The executive summary and introduction to a whitepaper is from ICF International and written by Judah Rose, Shanthi Muthiah, Frank Brock, John Karp, and Trisagni Sakya
For the second time in just over three years, a major weather event (the so-called polar vortex) has generated significant profits for generators, particularly in the eastern and southern United States. Wholesale power price increases were caused by many factors, notably high and fluctuating delivered natural gas pricing, generation supply shortages, and differing market structures. Changing weather patterns will accelerate the number and size of these opportunities for investors who understand the relationships among these factors.
These weather patterns are also revealing potential reliability risks to the current grid. To the outside observer, the grid performed adequately during the polar vortex. But a more detailed look shows that grid reliability is a growing problem in many areas. Resource levels and mix, market structure and seasonal resource participation are creating inadvertent consequences that may undermine grid reliability. The shortages highlight the need for a forensic review of the regulatory structures to ensure reliable power grids and appropriate price signals and the potential need for new reliability-driven investments.
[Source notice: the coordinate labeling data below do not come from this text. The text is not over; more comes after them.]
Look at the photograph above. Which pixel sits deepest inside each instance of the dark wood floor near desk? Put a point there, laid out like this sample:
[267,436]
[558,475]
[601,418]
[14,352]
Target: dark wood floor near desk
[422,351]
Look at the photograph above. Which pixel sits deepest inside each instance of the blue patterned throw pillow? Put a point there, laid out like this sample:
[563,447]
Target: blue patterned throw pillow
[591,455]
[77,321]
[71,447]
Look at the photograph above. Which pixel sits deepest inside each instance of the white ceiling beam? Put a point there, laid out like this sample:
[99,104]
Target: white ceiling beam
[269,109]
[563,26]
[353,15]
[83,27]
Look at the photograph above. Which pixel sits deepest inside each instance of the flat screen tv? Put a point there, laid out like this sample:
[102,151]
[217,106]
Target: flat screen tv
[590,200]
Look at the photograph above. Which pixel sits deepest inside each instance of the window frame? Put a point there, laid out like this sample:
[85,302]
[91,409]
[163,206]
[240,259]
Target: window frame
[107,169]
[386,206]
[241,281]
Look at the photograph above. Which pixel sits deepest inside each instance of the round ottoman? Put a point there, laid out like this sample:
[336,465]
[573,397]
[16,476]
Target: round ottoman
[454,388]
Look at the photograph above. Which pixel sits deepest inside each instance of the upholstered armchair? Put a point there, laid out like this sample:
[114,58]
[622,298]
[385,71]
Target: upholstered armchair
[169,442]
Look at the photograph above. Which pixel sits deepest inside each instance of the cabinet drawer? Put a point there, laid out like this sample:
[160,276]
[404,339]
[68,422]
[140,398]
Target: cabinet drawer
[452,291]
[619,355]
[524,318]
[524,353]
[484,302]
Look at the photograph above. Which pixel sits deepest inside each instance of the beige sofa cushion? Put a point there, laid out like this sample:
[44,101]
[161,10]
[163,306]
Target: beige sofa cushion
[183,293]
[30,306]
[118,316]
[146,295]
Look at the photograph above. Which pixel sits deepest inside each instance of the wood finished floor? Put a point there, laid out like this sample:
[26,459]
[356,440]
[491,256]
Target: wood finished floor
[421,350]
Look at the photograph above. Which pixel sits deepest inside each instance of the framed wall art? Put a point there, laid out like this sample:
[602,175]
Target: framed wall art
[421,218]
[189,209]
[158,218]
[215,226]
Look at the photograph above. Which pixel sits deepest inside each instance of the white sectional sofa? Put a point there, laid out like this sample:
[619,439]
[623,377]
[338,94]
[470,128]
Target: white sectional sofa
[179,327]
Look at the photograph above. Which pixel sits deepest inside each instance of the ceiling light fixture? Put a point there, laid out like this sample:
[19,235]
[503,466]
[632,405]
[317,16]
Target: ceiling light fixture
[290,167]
Power Pricing on January 3, 6, and 7
Daily average power prices fluctuated wildly from $40/MWh to nearly $800/MWh over this period. Prices spiked on January 6 in ERCOT and on January 7 in most other markets in the US. Natural gas prices ranged from $4 to $40/million Btus.
Natural gas prices spike on demand, pipeline constraints
Natural gas prices in New England and eastern New York reached record highs on January 7, with midpoint prices ranging from $35 to $40/million Btus and bids as high as $100/million Btus. While there are unconfirmed reports of some wellhead freeze-off in the Marcellus area and the Texas Eastern Transmission compressor station in Pennsylvania was out of service for a portion of the day, there appear to have been no major gas supply disruptions during the cold snap. In other words, the high prices at New England and eastern New York hubs were due to high demand and pipeline constraints, not an interruption of upstream gas supplies.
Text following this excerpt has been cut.